Supporters say the purpose is to provide dignity to “unborn infants,” or to impress upon women that it’s not “just a blob of tissue,” so that generalized idea might outweigh whatever very personal reason they have for seeking an abortion. But let me tell you, it is just a blob of tissue.
The first blob was properly (and safely) disposed of as medical waste, the second blob was flushed down the toilet, and last week’s blob was sent off to the lab. They were possibility in flesh; but asking me to believe they were children is asking me to believe that three of my four children are dead.

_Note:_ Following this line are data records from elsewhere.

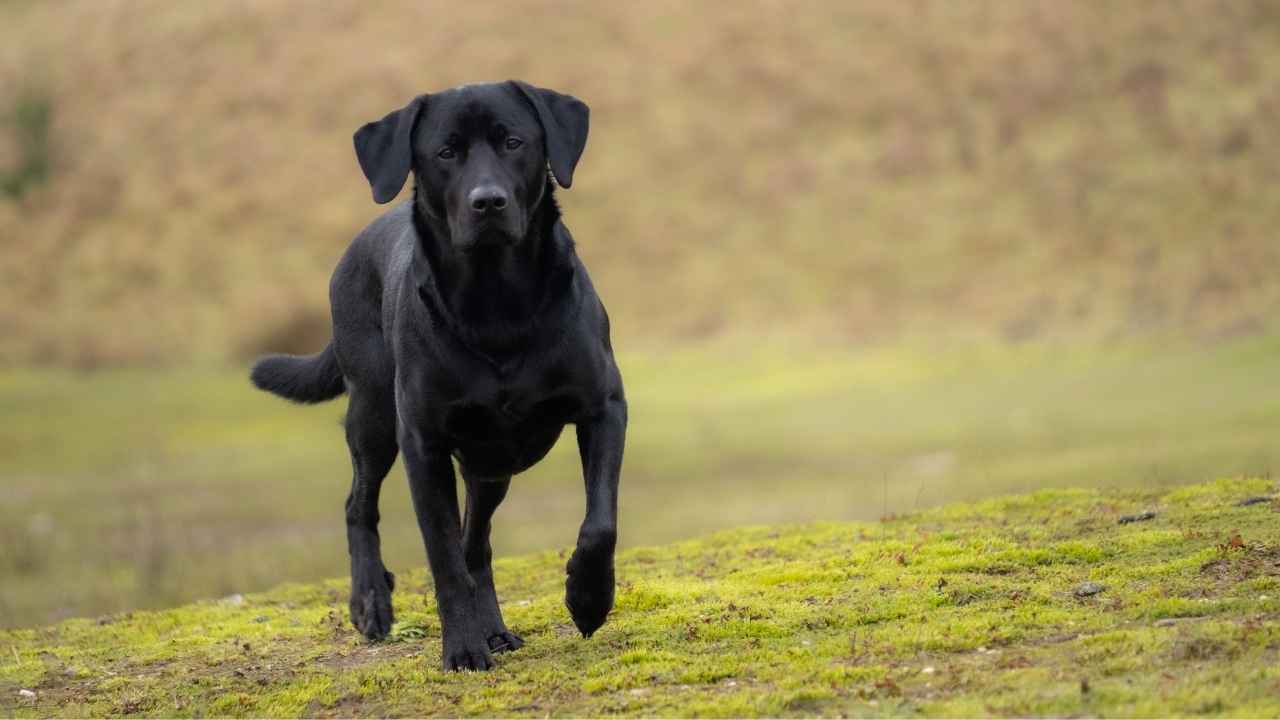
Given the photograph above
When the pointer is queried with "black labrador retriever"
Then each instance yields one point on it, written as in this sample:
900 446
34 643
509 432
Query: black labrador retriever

I expect there will be some strong responses to my choice to publish these words, and these photos. But this is simply what happened to my body — and to the bodies of other women you know. There is blood, and heartbreak, and pain; and also blood, and joy, and life. If we can’t look at the blood, and read the words, and know the stories, how can we ever hope for laws that honor the women who experience it all?
[Note: It was kindly pointed out to me by a reader that my initial characterization of my D&C was medically inaccurate. I’ve now amended that paragraph and apologize for any confusion; I was not at my most clearheaded while undergoing this procedure.]